22 Jahre sind in der Politik nicht gerade eine kurze Zeit. Im Land Berlin ist das die Spanne, in der das Rote Rathaus wieder von der SPD geführt wird. Nie derart unangefochten wie in der Nachkriegszeit, aber das immer diverser werdende Berlin doch zusammenführend. In einer Stadt, in der zur Führungsrolle inzwischen schon Ergebnisse um die 20 Prozent reichen.

Nach dem Wiederholungswahl-Beben vom 12. Februar gibt es insofern teils eine wirklich neue Lage, realpolitisch betrachtet aber doch vor allem eine neue Mischung. Eine, in der sich die verbreitete schlechte Laune beim Gedanken ans Stadtpolitische spiegelt. Mit einer CDU zwar ganz vorne, von der gleichzeitig niemand viel erwartet. Aber auch eine Neumischung, die das ewige Werden in dieser Stadt spiegelt: Schon wieder ist es, herbeigeführt diesmal nach fast schon ortsüblichem Verwaltungsversagen, eine Gewichtsverschiebung, die zu ausführlicher Selbstbeschäftigung einlädt.

Wenn in Berlin etwas seit Langem fehlt, dann ist es eine Kultur des konsequenten Handelns. Die hat keine Chance, solange Landes- und Bezirksebene sich immer wieder gegenseitig blockieren, solange die zur klaren Aufgabenteilung nötigen Verfassungsänderungen nicht zustandekommen. Und die daraus entstehenden Interessenkonflikte letztlich doch wieder nur übers Geld geregelt werden. Methode Neuverschuldung, damit alle zufrieden sind. So gesehen: jetzt also der nächste Anlauf mit den neu gemischten Karten.

Aber letztlich spiegelt sich in dem Berliner Wiederholungsschauspiel eben doch viel mehr als die ewige Wiederkehr von lokalem Bemühen. In der Parteienlandschaft stellen sich gut ein Jahr nach dem Start der Ampelkoalition viele alte Fragen neu, denn die künftige Machtverteilung in der Republik ist offener als sonst in der ersten Hälfte einer Legislaturperiode im Bund.

Viele aus der Klientel der FDP werden das Ampelbündnis, so sieht es aus, innerlich nie akzeptieren.
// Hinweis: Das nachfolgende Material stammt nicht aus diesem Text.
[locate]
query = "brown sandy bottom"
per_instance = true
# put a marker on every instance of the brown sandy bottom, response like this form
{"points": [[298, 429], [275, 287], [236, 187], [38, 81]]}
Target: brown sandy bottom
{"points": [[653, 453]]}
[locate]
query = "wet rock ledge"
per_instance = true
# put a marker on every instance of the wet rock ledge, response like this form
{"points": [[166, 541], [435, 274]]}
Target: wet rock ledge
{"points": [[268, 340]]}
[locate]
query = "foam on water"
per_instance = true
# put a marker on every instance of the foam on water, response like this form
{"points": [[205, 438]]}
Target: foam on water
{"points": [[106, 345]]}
Den Grünen andererseits geht es wie schon so oft: Sie bleiben die Umfragekönige, aber bei näherem Hinsehen, kurz vor Wahlen, verliert sich der Zauber. Die Union ist immer wieder diejenige Partei, die auf Eigenprofil am ehesten verzichten kann. Sie lebt von der Unzufriedenheit mit anderen und vom Wegtauchen vor den eigenen strategischen Zwickmühlen. Zukunftspolitik? Schwer zu entdecken.

In Berlin war zuletzt immer die SPD als gesamtstädtisch-gemeinsamer Nenner knapp vorne gewesen. Das ist eine Rolle, die umso schwieriger wird, je tiefer die gesellschaftlichen Spaltungen sich in unversöhnlichen Tagesdebatten fortsetzen. Da ist stadtpolitisch die von den Grünen sehr offensiv betriebene Anti-Auto-Politik, entlang derer sich die Lager spalten, nicht zuletzt zwischen den urbanen und den eher vorstädtischen Milieus. Da ist bundespolitisch die Kriegsdebatte, in der sich unterschiedliche Generationenerfahrungen und Ost-West-Gefühle reiben – auch hier wieder mit stark moralisierenden Grünen als permanente Zuspitzer.
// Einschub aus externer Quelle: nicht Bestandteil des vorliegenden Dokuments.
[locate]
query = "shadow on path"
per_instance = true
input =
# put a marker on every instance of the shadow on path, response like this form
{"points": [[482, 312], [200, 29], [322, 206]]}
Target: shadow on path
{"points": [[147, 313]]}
Die wichtigste neue alte Frage ist, nach Corona und mitten im Ukraine-Krieg: Wie kann in solchen Verhältnissen emotionale Stabilität entstehen, wie belastbares Vertrauen über die einzelnen Milieus hinaus? Wie lässt es sich vermeiden, zumal in Zeiten vieler Dreierkoalitionen, dass ständig alle auf alle losgehen, sogar innerhalb der Regierungsmehrheit? Eine viel zu einfache Antwort wird stets schnell gegeben: Die Kommunikation müsse besser werden, sei es die im Roten Rathaus oder auch die im Kanzleramt. Die Politik müsse sich besser erklären. Was daran zu billig ist: Es handelt sich um eine Tautologie, bekannt auch als weißer Schimmel.
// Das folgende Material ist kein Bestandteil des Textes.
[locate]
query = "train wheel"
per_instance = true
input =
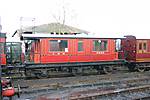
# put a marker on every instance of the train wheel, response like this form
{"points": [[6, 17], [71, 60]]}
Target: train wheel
{"points": [[107, 69], [141, 69]]}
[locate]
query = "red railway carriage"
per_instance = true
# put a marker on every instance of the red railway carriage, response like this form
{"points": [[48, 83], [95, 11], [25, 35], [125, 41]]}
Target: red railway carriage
{"points": [[61, 49], [2, 53], [136, 52], [143, 50]]}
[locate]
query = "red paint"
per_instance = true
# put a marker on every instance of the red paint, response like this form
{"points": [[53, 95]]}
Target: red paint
{"points": [[3, 56], [8, 92], [41, 54]]}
Es kommt auf die Handelnden an

Es sind nicht zuletzt die journalistischen Beobachterinnen und Beobachter, die es sich da zu leicht machen. Ihre Aufgabe ist es, Hintergründe und Zusammenhänge erklärend herauszuarbeiten und nicht nur die an der Oberfläche sichtbaren Defizite. Kommunikationsverzicht auf politischer Ebene kann ja sogar die Konsequenz einer realen Problemlage sein, von der lokalen bis hinauf zur internationalen Ebene. Wer in komplexen Bündnissen die internen Überlegungen zu früh öffentlich ins Schaufenster stellt, handelt – von der Sache und vom angestrebten Ergebnis her betrachtet – leichtfertig. Nun macht diese Erkenntnis politische Sichtbarkeit nicht eben leichter. Denn wenn die Wahlanalysen nicht völlig täuschen, ist die Zahl der Menschen, die klare Führung vermissen, meistens größer als die derjenigen, die zufrieden sind mit unnervösem, gelassenem Regieren.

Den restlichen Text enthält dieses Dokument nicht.